In the last few months, Gemini (and I) have written for highly personal, very niche apps that are perfect for my needs, but I would never dream of releasing. Things like cataloguing and searching my departed mom‘s recipe cards, or a text message based budget tracker for my wife and I to share.

These things would never be released or available as of source or commercial applications in the way that I wanted them, and it took me less time to have them built with AI then it would have taken me to Research existing alternatives and adapt my workflow/use case to fit whatever I found.

So yeah, there are more apps but I would venture to say you’ll never see most of them…

sid_talks 7 hours ago||
AI does make me more productive. At least until the stage of getting my idea to the "working prototype stage". But in my personal experience, no one has been realistically able to get to the 10x level that a lot of people claim to have achieved with LLMs.

Yes, you do produce more code. But LoC produced is never a healthy metric. Reviewing the LLM generated code, polishing the result and getting it to production-level quality still very much requires a human-in-the-loop with dedicated time and effort.

On the other hand, people who vibe code and claims to be 10x productive, who produces numerous PRs with large diffs usually bog down the overall productivity of teams by requiring tenuous code reviews.

Some of us are forced to fast-track this review process so as to not slow down these "star developers" which leads to the slow erosion in overall code quality which in my opinion would more than offset the productivity gains from using the AI tools in the first place.

daemonk 3 hours ago||
I AI coded an entire platform for my work. It works great for me. I also recognize that this is not something I want to make into a commercial product because it was so easy that there's just no value.

I think this might be more of an comment on software as a business than AI not coding good apps.

fritzo 2 hours ago||
They're private, that's the beauty. Code is so cheap now, we can ween ourselves off massive dependency chains.

200 years ago text was much more expensive, and more people memorized sayings and poems and quotations. Now text is cheap, and we rarely quote.

sesm 7 hours ago||
Vibe coding is actually a brilliant MLM scheme: people buy tokens to generate apps that re-sell tokens (99% of those apps are AI-something).
bredren 3 hours ago||
The models are not well trained on bringing products to market.

And even “product engineers” often do not have experience going from zero to post sales support on a saas on their own.

It is a skill set of its own to make product decisions and not only release but stick with it after the thing is not immediately successful.

The ability to get some other idea going quickly with AI actually works against the habits needed to tough through the valley(s).

happyPersonR 7 hours ago||
This is going to cause people to react, but I think those of us that truly love opensource don't push AI generated code upstream because we know it's just not ready for use beyond agentic use.
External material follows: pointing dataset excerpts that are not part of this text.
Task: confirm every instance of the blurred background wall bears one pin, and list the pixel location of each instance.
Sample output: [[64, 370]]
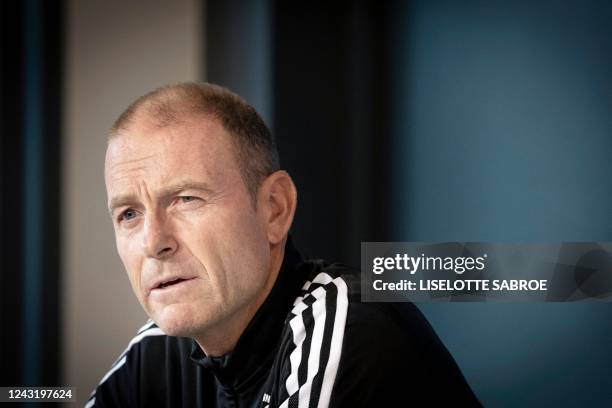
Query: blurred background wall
[[115, 51], [407, 121]]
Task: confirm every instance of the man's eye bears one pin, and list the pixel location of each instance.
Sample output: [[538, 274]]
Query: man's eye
[[127, 215]]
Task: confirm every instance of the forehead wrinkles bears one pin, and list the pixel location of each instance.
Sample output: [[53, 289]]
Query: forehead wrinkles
[[197, 150]]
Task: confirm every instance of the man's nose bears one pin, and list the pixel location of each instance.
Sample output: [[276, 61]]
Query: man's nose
[[157, 241]]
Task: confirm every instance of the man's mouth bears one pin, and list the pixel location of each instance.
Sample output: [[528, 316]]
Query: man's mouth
[[170, 283]]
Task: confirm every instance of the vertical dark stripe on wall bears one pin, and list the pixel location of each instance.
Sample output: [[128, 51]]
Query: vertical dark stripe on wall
[[330, 93], [32, 198], [30, 188], [11, 102]]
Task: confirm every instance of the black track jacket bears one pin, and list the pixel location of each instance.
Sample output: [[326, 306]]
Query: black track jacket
[[312, 343]]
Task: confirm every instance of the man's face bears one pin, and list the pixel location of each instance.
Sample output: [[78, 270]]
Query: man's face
[[195, 249]]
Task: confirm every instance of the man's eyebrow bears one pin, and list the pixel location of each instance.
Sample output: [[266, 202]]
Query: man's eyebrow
[[125, 199]]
It's just not robust for alot of use common use cases because the code produces things that are hyper hardcoded by default, and the bugs are so basic, i doubt any developer that actually cared would push something so shamefully sloppy upstream with their name on it.

The tools for generating AI code aren't yet capable of producing code that is decent enough for general purpose use cases, with good robust tests, and clean and quality.

tantalor 7 hours ago|
Where are they? Well they aren't being uploaded to PyPI. 90% of the "AI apps" one-off scripts that get used by exactly one person and thrown away. The rest are too proprietary, too personal, or too weird to share.